The commission’s report consequently recommended that capital gains—increase in value of stocks, bonds, jewelry, and real estate—heretofore exempt, should now be taxed like any other income.
When the six-volume report was released in 1967, it aroused fierce opposition from the individuals and corporations who enjoyed the tax break. The now-Liberal government was cowed by the opposition and the proposed reforms shelved.
Finally in 1972, 10 years after the Carter Commission was appointed, a new Liberal government instituted a capital gains tax, however only 50 percent of the gains would be included. The other half still got a free ride.
The included portion went up and down, increased to two-thirds in 1988 and to three-quarters in 1990, and then fell back to one-half in 2000.

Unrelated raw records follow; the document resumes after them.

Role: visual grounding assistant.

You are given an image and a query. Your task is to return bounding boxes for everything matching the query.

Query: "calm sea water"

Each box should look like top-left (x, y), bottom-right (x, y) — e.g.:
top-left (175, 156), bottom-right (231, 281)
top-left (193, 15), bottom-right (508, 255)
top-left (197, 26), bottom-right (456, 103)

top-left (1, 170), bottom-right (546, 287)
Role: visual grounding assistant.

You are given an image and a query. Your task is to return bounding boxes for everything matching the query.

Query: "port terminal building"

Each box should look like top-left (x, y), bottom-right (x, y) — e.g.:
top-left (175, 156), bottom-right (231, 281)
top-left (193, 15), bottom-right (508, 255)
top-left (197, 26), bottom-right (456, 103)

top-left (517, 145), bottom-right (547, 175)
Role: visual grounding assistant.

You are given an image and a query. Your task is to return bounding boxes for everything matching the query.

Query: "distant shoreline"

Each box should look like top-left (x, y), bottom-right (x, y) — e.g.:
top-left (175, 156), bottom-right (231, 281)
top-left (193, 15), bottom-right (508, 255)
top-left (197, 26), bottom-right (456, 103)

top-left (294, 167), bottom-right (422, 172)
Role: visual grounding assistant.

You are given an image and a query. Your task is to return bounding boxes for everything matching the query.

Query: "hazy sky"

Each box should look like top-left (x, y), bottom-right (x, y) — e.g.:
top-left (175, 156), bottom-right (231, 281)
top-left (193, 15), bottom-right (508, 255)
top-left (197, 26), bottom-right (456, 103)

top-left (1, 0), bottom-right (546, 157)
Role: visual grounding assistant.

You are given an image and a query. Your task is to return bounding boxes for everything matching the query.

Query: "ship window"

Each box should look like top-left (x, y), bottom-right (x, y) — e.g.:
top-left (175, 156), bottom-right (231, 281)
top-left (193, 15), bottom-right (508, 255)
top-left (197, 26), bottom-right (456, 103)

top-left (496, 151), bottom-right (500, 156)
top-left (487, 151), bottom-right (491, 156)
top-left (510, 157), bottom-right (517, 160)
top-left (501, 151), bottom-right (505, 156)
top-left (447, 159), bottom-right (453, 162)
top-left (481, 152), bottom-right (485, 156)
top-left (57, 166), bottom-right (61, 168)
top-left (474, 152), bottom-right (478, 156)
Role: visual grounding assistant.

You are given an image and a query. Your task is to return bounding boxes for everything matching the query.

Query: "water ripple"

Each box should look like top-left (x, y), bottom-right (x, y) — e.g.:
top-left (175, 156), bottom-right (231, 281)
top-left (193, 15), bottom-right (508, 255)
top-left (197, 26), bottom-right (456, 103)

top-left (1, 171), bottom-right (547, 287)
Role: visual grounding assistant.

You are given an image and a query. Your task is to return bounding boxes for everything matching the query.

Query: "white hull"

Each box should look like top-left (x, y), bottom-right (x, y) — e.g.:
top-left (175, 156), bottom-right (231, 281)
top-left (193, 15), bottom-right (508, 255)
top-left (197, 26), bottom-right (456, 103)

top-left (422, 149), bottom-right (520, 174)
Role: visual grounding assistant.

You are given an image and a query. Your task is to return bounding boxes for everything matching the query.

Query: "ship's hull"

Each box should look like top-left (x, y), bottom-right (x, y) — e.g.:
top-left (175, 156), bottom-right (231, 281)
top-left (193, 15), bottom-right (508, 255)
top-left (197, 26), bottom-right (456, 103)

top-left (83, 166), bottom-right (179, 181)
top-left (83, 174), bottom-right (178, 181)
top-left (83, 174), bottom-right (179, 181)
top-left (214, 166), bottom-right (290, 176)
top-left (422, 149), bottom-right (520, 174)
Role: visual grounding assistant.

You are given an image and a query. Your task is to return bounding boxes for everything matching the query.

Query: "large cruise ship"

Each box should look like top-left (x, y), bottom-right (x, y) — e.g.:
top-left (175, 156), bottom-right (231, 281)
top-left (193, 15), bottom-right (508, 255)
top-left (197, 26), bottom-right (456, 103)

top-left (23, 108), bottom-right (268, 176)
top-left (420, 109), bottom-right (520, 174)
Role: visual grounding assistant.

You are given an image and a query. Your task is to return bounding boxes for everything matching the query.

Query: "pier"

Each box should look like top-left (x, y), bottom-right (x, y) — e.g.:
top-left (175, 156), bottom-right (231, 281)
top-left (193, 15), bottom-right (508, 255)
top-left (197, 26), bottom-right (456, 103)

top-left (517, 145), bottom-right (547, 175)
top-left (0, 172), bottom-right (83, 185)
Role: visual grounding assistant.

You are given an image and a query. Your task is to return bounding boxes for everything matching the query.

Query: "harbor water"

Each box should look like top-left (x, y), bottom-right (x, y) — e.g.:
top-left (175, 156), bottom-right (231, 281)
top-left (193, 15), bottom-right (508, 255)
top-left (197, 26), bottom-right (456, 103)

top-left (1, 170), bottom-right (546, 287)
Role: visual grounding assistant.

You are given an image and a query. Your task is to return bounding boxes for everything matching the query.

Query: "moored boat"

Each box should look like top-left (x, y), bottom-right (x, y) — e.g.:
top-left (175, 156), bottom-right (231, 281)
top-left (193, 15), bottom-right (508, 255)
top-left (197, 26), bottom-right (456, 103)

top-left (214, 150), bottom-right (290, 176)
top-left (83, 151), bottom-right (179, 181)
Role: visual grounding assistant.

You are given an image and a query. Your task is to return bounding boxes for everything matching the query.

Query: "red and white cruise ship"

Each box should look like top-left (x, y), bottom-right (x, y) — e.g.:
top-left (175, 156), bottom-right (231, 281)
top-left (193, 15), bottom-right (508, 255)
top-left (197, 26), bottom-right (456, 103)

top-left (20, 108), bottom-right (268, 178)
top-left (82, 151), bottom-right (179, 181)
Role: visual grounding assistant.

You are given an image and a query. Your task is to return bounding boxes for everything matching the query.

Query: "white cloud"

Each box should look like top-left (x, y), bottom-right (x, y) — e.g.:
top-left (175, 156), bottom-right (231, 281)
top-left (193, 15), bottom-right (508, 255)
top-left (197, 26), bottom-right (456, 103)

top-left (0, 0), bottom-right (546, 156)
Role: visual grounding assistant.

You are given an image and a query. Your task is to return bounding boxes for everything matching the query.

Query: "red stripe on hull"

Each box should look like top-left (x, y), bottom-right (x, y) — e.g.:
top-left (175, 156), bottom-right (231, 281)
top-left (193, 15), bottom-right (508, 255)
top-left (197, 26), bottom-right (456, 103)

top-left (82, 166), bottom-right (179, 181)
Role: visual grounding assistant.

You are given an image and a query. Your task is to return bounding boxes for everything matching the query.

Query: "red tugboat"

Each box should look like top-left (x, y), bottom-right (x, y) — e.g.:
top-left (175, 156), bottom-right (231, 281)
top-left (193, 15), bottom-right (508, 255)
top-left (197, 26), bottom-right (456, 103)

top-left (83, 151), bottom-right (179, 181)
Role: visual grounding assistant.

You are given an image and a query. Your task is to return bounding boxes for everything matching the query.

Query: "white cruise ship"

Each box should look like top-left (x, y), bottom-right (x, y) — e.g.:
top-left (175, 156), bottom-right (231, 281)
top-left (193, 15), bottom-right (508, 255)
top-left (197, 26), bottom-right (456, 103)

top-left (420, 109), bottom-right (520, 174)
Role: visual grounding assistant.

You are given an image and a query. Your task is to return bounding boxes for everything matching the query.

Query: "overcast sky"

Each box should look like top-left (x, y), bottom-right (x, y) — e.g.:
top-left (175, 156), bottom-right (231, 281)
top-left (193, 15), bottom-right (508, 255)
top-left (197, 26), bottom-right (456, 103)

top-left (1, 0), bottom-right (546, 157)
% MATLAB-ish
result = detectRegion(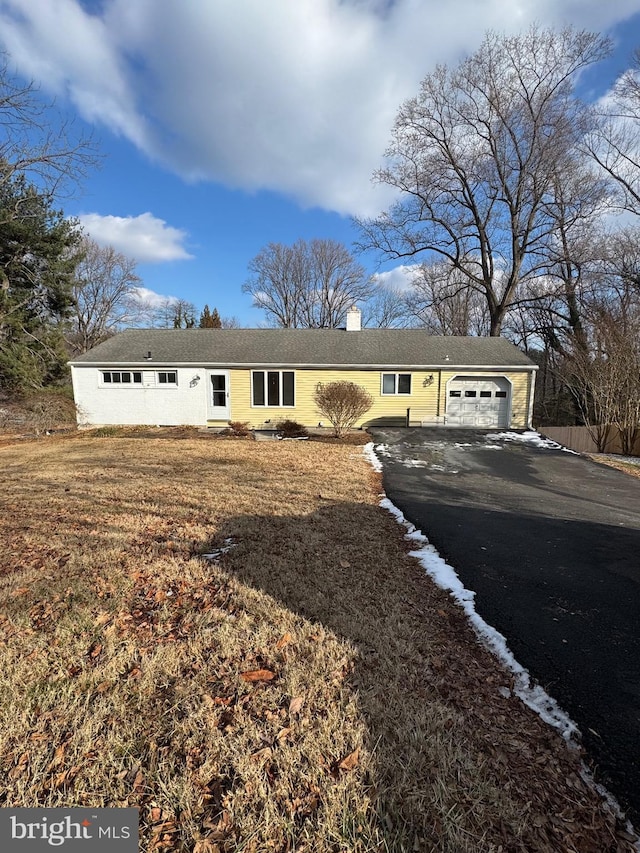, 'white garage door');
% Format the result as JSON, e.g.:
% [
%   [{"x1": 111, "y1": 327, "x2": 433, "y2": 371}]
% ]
[{"x1": 446, "y1": 376, "x2": 510, "y2": 427}]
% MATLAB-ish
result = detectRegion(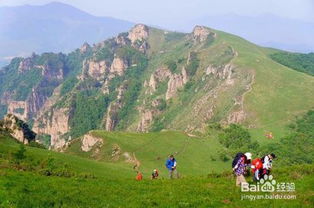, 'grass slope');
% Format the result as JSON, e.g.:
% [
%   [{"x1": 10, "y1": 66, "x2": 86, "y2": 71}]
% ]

Supporters of a free ride for capital gains insist it’s necessary to encourage innovation and investment, thus providing economic activity including jobs. It is, in other words, a good thing for the economy—a more righteous argument than the rich just wanting to keep more of their money. And it’s the rich we’re talking about. According to Finance Minister Freeland, only 0.13 per cent of Canadians (who have an average income of $1.4 million) will be affected.
As far as deleterious effects on the economy are concerned, a report by Canadians for Tax Fairness claims that raising the capital gains inclusion rate has no correlation with economic productivity. Furthermore many studies show that economic inequality has a destructive effect on labour productivity—countries with more equal distribution of incomes tend to have higher labour productivity.
In any case, a buck is still a buck is still a buck. It was in Kenneth Carter’s time and remains so today. It is simply unfair that someone collecting income from a gain in their stock portfolio should pay tax on only half when the average Canadian pays tax on 100 percent of their income.
Opposition leader Pierre Poilievre has, on cue, opposed the increase which is a bit awkward. He likes to present himself as a champion of the “common” people and an enemy of the “elites” which should make him a supporter of the change. Perhaps to undermine the obvious charge of hypocrisy, he has promised, if elected, to establish a “tax reform task force.”
If indeed he is ever in a position to establish such a task force, he couldn’t do better than emulate his Conservative predecessor John Diefenbaker and appoint as head of his task force a 21st century version of Kenneth Carter.
Pierre Poilievre is a champion of the “common” member of the Rideau Club or the Albany Club.